Retour sur la situation politique au Pérou depuis 2021 et les manifestations actuelles qui ont plongé le pays dans une extrême brutalité et un état de crise politique profonde.
Depuis décembre 2022, le Pérou est marqué par une crise politique, dont l’ampleur et la gravité augmentent au fil des jours. Cette crise a causé une forte instabilité dans le pays, remettant notamment en cause la fiabilité de ses institutions politiques, pour finalement laisser place à des contestations de la part de la société, qui réclament une plus grande transparence, notamment concernant son système politique. Retour donc sur les manifestations qui frappent le pays, leurs origines et leurs potentielles conséquences pour la société péruvienne.

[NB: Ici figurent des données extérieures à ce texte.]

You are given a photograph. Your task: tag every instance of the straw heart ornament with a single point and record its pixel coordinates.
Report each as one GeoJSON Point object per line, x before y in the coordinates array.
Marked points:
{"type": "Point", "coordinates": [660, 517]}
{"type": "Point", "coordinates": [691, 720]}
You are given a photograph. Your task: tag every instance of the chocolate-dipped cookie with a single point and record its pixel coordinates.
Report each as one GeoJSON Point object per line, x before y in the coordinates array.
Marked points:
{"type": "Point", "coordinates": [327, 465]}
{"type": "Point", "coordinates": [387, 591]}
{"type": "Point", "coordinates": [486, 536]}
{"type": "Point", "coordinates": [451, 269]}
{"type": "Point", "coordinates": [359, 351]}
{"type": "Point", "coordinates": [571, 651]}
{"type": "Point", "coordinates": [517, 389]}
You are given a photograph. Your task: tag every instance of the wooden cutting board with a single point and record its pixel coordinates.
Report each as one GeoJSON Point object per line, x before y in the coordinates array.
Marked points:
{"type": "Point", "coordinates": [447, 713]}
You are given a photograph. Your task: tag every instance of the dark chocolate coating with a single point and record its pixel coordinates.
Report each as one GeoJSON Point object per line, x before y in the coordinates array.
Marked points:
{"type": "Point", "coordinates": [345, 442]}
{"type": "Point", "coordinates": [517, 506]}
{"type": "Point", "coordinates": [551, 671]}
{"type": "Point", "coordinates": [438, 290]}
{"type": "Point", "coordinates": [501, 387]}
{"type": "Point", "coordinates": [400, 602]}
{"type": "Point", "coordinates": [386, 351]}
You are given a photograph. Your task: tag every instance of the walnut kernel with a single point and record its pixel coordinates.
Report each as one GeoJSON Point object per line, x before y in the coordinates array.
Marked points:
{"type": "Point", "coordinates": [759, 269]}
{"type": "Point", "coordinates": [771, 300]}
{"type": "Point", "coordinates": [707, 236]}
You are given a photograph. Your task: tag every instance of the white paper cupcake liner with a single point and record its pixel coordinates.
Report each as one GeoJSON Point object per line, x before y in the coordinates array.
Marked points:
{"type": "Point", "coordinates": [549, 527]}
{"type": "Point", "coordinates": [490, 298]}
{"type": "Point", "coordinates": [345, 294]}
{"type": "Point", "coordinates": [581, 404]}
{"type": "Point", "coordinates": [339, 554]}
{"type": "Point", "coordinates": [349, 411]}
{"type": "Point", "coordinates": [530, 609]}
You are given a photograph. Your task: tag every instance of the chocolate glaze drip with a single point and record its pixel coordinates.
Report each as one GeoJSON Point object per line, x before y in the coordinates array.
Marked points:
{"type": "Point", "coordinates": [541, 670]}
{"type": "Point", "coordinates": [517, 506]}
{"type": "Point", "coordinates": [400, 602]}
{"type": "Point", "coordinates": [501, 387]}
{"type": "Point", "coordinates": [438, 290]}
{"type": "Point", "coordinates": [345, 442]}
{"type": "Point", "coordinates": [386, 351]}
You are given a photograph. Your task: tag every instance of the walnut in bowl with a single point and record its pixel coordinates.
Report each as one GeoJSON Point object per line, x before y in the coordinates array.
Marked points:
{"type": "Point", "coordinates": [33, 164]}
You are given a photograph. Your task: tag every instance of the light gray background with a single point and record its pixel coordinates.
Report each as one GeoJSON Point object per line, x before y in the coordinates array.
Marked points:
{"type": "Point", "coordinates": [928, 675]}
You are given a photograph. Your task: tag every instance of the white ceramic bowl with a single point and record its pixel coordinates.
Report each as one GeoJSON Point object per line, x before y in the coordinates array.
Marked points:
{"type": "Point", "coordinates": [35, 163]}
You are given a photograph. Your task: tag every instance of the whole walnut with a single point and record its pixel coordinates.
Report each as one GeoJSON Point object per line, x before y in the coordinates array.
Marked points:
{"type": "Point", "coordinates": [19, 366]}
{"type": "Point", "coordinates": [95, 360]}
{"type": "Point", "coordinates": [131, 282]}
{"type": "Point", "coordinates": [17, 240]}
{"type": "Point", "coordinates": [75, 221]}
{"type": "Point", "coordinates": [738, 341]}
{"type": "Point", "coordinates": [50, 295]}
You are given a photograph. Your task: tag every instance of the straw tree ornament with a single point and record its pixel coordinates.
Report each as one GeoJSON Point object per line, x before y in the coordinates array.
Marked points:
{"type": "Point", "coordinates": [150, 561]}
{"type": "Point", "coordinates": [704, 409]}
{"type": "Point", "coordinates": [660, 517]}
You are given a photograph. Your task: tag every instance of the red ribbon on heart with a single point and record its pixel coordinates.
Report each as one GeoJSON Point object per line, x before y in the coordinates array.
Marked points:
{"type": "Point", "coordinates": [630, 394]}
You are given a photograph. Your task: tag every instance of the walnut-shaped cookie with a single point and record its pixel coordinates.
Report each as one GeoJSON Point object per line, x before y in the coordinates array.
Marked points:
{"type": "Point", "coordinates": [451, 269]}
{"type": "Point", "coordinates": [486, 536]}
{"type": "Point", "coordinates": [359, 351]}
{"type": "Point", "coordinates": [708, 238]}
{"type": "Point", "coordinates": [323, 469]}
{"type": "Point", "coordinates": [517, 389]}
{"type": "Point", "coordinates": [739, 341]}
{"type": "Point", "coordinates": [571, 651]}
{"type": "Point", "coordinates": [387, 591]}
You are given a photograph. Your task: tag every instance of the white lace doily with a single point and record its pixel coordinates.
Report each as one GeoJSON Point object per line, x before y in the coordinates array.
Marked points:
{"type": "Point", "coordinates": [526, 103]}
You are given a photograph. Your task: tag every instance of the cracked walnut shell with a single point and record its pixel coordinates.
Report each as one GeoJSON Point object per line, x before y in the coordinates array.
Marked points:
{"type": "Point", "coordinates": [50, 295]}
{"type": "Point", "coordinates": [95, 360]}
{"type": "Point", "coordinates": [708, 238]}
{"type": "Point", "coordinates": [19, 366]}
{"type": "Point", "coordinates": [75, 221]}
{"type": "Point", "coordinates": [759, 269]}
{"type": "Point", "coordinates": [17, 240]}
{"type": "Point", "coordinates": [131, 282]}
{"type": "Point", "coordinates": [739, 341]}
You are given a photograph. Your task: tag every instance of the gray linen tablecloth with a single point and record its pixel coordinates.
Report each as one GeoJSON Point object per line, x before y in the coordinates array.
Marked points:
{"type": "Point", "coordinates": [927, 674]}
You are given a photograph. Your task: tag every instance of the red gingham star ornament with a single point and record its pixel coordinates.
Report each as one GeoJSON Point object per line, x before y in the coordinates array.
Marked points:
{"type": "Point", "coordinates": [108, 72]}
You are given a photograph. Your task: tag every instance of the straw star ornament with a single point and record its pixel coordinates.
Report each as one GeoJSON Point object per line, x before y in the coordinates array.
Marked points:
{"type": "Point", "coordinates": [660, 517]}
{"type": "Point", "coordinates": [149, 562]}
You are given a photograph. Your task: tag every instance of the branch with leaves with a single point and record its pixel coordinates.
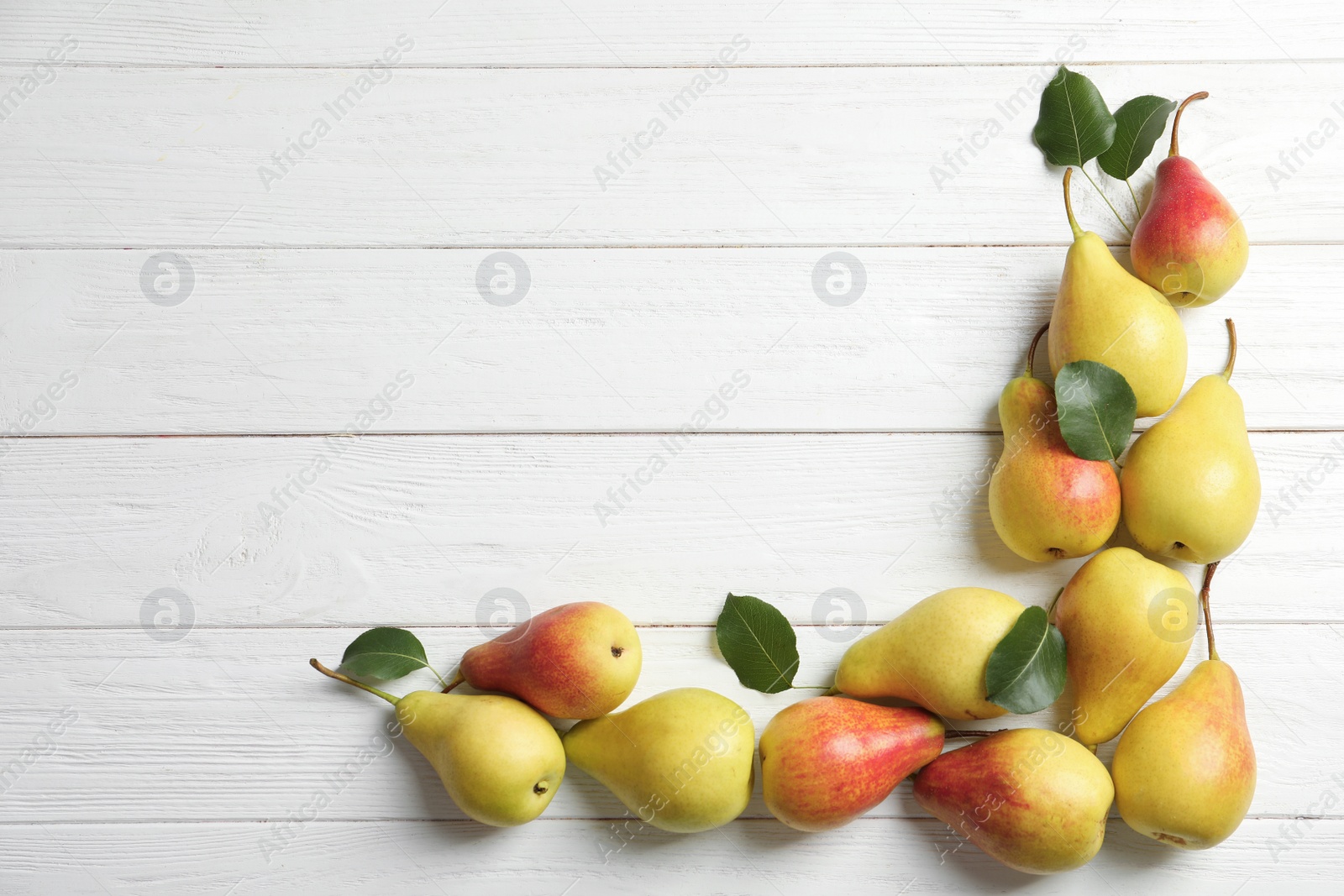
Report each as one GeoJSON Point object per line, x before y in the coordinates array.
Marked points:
{"type": "Point", "coordinates": [1075, 127]}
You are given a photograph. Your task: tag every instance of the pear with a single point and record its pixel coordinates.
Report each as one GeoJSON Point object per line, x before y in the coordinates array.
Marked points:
{"type": "Point", "coordinates": [1186, 768]}
{"type": "Point", "coordinates": [827, 761]}
{"type": "Point", "coordinates": [1046, 501]}
{"type": "Point", "coordinates": [1128, 624]}
{"type": "Point", "coordinates": [1189, 244]}
{"type": "Point", "coordinates": [934, 653]}
{"type": "Point", "coordinates": [499, 759]}
{"type": "Point", "coordinates": [1034, 799]}
{"type": "Point", "coordinates": [1105, 315]}
{"type": "Point", "coordinates": [575, 661]}
{"type": "Point", "coordinates": [1189, 488]}
{"type": "Point", "coordinates": [680, 761]}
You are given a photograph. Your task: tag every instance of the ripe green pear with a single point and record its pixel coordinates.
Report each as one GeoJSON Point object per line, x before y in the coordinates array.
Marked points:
{"type": "Point", "coordinates": [1104, 313]}
{"type": "Point", "coordinates": [1034, 799]}
{"type": "Point", "coordinates": [1128, 624]}
{"type": "Point", "coordinates": [575, 661]}
{"type": "Point", "coordinates": [1186, 768]}
{"type": "Point", "coordinates": [499, 759]}
{"type": "Point", "coordinates": [1046, 501]}
{"type": "Point", "coordinates": [1189, 488]}
{"type": "Point", "coordinates": [1189, 244]}
{"type": "Point", "coordinates": [827, 761]}
{"type": "Point", "coordinates": [934, 653]}
{"type": "Point", "coordinates": [680, 761]}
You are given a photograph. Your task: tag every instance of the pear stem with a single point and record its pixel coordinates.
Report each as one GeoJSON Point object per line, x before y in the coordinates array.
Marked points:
{"type": "Point", "coordinates": [1068, 204]}
{"type": "Point", "coordinates": [1203, 600]}
{"type": "Point", "coordinates": [351, 681]}
{"type": "Point", "coordinates": [956, 732]}
{"type": "Point", "coordinates": [1105, 199]}
{"type": "Point", "coordinates": [1202, 94]}
{"type": "Point", "coordinates": [1050, 613]}
{"type": "Point", "coordinates": [1035, 340]}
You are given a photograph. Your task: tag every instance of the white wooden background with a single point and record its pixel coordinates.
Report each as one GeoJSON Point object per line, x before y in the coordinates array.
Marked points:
{"type": "Point", "coordinates": [171, 752]}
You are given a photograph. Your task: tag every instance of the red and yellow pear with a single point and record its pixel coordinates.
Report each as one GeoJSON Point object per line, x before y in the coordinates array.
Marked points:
{"type": "Point", "coordinates": [827, 761]}
{"type": "Point", "coordinates": [1046, 501]}
{"type": "Point", "coordinates": [1034, 799]}
{"type": "Point", "coordinates": [575, 661]}
{"type": "Point", "coordinates": [1191, 244]}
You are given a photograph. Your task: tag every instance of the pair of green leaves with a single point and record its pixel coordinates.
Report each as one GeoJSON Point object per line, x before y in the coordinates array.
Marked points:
{"type": "Point", "coordinates": [1075, 127]}
{"type": "Point", "coordinates": [1026, 671]}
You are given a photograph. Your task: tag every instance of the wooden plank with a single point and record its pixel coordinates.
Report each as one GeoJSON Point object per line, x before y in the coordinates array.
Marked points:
{"type": "Point", "coordinates": [604, 33]}
{"type": "Point", "coordinates": [150, 157]}
{"type": "Point", "coordinates": [233, 725]}
{"type": "Point", "coordinates": [759, 857]}
{"type": "Point", "coordinates": [420, 531]}
{"type": "Point", "coordinates": [605, 340]}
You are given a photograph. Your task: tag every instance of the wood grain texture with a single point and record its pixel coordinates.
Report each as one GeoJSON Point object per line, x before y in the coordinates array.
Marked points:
{"type": "Point", "coordinates": [874, 856]}
{"type": "Point", "coordinates": [233, 725]}
{"type": "Point", "coordinates": [420, 530]}
{"type": "Point", "coordinates": [843, 483]}
{"type": "Point", "coordinates": [605, 33]}
{"type": "Point", "coordinates": [604, 340]}
{"type": "Point", "coordinates": [508, 157]}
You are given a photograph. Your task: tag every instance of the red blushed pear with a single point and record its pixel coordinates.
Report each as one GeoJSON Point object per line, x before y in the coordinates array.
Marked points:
{"type": "Point", "coordinates": [1034, 799]}
{"type": "Point", "coordinates": [827, 761]}
{"type": "Point", "coordinates": [1191, 244]}
{"type": "Point", "coordinates": [575, 661]}
{"type": "Point", "coordinates": [1046, 501]}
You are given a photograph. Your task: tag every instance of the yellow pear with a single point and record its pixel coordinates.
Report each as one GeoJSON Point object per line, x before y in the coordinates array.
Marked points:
{"type": "Point", "coordinates": [1189, 488]}
{"type": "Point", "coordinates": [1184, 768]}
{"type": "Point", "coordinates": [934, 653]}
{"type": "Point", "coordinates": [497, 758]}
{"type": "Point", "coordinates": [1046, 501]}
{"type": "Point", "coordinates": [1128, 624]}
{"type": "Point", "coordinates": [1106, 315]}
{"type": "Point", "coordinates": [1032, 799]}
{"type": "Point", "coordinates": [680, 761]}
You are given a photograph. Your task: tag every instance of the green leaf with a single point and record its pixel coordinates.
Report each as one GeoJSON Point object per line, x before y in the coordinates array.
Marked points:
{"type": "Point", "coordinates": [1139, 123]}
{"type": "Point", "coordinates": [1074, 123]}
{"type": "Point", "coordinates": [385, 653]}
{"type": "Point", "coordinates": [1095, 410]}
{"type": "Point", "coordinates": [759, 642]}
{"type": "Point", "coordinates": [1026, 672]}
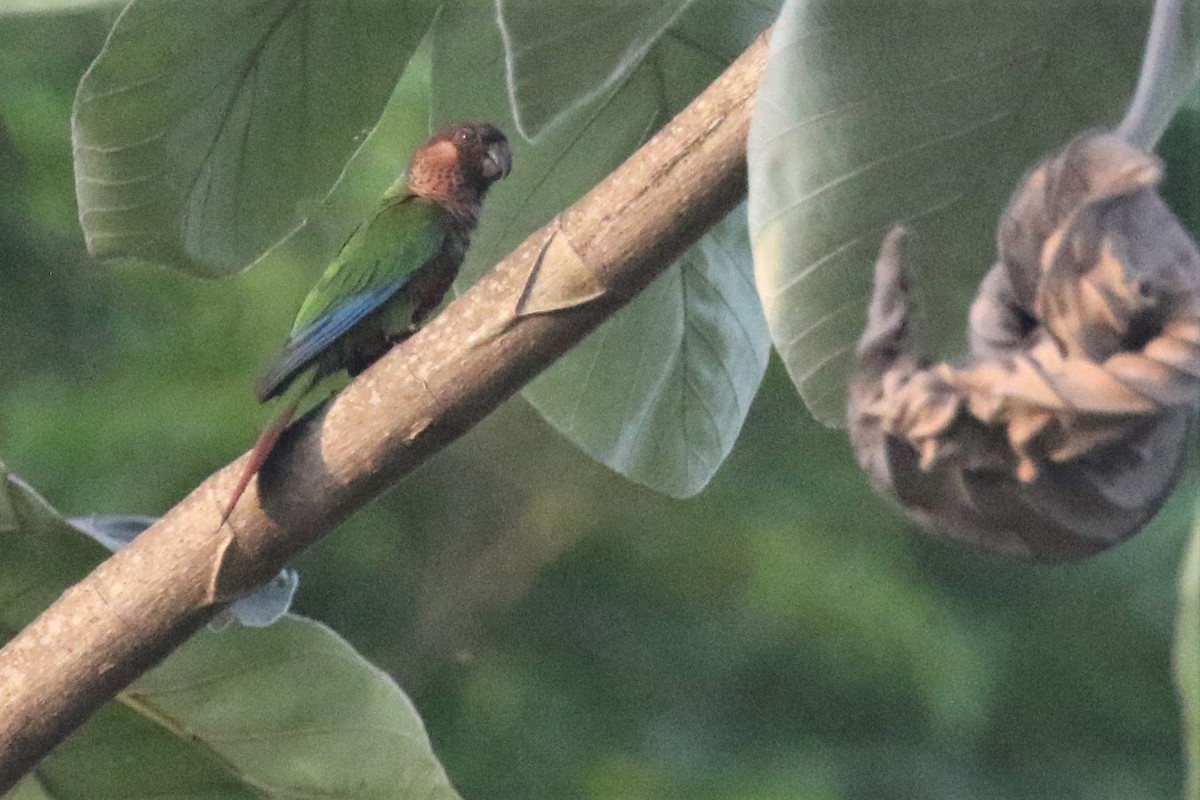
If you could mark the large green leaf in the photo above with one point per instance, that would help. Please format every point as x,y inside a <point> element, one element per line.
<point>658,394</point>
<point>54,6</point>
<point>873,113</point>
<point>203,132</point>
<point>1187,660</point>
<point>286,711</point>
<point>540,38</point>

Au cours de l’année 2021, le Pérou a connu des élections présidentielles, afin que le peuple choisisse le successeur de Francisco Sagasti, entré en fonction en novembre 2020 après que Martín Vizcarra ait été destitué ce même mois, ayant été accusé de corruption. Il était donc chargé d'assurer un gouvernement de transition jusqu’en juillet 2021, date à laquelle devait s’achever le mandat de l’ancien président Martín Vizcarra, et de mettre en œuvre des élections démocratiques. Ces élections ont vu s’opposer majoritairement 2 candidats : Pedro Castillo, soutenu par le parti de gauche radicale et d’obédience marxiste-léniniste Perú libre, et Keiko Fujimori, fille de l’ex-président autoritaire Alberto Fujimori (président de 1990 à 2000) et fondatrice du parti libéral conservateur Force populaire. Ces élections ont révélé la profonde crise du système politique péruvien. En effet, alors même que Pedro Castillo était donné vainqueur grâce aux premiers résultats, Keiko Fujimori s’est empressée de les contester, pour finalement reconnaître la victoire de son adversaire après un mois d’incertitudes. Pedro Castillo a donc pris ses fonctions de président du Pérou le 28 juillet 2021, remportant l’élection avec seulement 44 000 voix d’avance sur sa rivale.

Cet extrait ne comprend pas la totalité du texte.